Some taxpayers are going to see a boost to their bank accounts soon – the IRS has announced that it will be refunding $1.2 billion in tax filing penalties.
Nearly 1.6 million people will automatically get a refund after filing certain 2019 or 2020 returns late, according to the IRS.
Others, however, will have to act quickly in order to take advantage of the program. In order to qualify, you have to file an eligible income tax return on or by Sept 30, 2022.
The refund goes to offset the failure to file penalty, which the IRS says is assessed at 5% per month, up to 25% of the unpaid tax when a federal income tax return is filed.
Who is eligible?
Americans who filed forms in both the 1040 and 1120 series, or a form listed in this news release, are eligible as long as they file their late 2019 or 2020 return by the September deadline.
Along with individuals, the IRS is also offering relief to banks, employers and other businesses that filed information returns such as those in the 1099 series. In those cases, eligible 2019 returns will have to have been filed by Aug. 1, 2020, and 2020 returns by Aug. 1, 2021.
Taxpayers who filed a variety of international returns, such as those reporting transactions with foreign trusts, the receipt of foreign gifts or ownership interests in foreign corporations are also included in the full guidelines from the IRS. Qualifying international forms must also be filed on or before September 30, 2022.
People who have already paid the penalty will get a refund, while those who have been fined but haven’t yet paid will see their fine dismissed.
When will the refund come?
For the nearly 1.6 million people who already paid the penalty and will be automatically reimbursed, the IRS says they will be issuing refunds by the end of September.

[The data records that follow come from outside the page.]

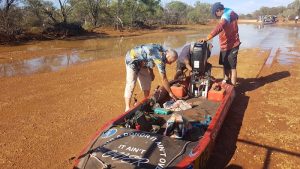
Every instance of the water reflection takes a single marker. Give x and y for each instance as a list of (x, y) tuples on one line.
[(78, 51)]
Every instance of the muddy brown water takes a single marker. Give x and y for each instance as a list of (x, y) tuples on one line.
[(48, 116), (54, 55)]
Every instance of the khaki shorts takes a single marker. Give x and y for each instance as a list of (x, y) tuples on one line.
[(143, 76)]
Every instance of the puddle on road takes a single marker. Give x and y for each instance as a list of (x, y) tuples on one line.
[(53, 55)]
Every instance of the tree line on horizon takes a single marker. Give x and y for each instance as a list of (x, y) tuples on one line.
[(72, 17)]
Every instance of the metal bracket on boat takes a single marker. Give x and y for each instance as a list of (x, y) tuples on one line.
[(105, 166)]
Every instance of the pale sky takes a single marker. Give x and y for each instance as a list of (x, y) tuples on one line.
[(241, 6)]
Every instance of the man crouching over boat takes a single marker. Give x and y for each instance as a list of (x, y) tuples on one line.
[(139, 65)]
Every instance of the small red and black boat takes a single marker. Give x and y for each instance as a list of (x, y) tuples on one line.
[(150, 136)]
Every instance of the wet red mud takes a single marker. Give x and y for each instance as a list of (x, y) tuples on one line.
[(47, 118)]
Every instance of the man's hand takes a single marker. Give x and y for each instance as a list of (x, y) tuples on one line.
[(151, 74), (173, 96)]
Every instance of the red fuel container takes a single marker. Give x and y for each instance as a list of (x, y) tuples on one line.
[(178, 90), (214, 94)]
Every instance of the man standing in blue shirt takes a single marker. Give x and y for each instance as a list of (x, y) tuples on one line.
[(139, 65)]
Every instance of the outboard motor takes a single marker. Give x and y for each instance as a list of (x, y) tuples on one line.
[(201, 70)]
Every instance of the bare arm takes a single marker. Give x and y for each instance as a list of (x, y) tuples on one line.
[(187, 64), (166, 85)]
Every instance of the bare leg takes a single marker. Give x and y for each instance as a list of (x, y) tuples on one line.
[(226, 74), (233, 76), (146, 93), (127, 103)]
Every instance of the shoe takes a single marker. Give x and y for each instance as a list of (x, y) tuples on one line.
[(224, 81)]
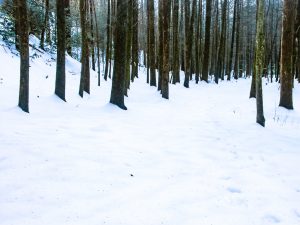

Some people will be disqualified, however, and will not see a payment – fraudulent returns, penalties levied as part of a compromise or closing argument and court-ordered penalties are all exempt.
“Penalty relief is a complex issue for the IRS to administer,” said IRS Commissioner Chuck Rettig. “We’ve been working on this initiative for months following concerns we’ve heard from taxpayers, the tax community and others, including Congress. This is another major step to help taxpayers, and we encourage those affected by this to review the guidelines.”
Other penalties, such as failure to pay a penalty, won’t be refunded. You can see the full list here.
Why is the IRS doing this?
The IRS says the $1.2 billion in refunds goes to helping “struggling taxpayers” who were affected during the COVID-19 pandemic.
“Throughout the pandemic, the IRS has worked hard to support the nation and provide relief to people in many different ways,” said Rettig. “The penalty relief issued today is yet another way the agency is supporting people during this unprecedented time. This penalty relief will be automatic for people or businesses who qualify; there’s no need to call.”
The IRS also stated that the massive relief measure will help the tax collection agency “focus its resources on processing backlogged tax returns and taxpayer correspondence to help return to normal operations for the 2023 filing season.”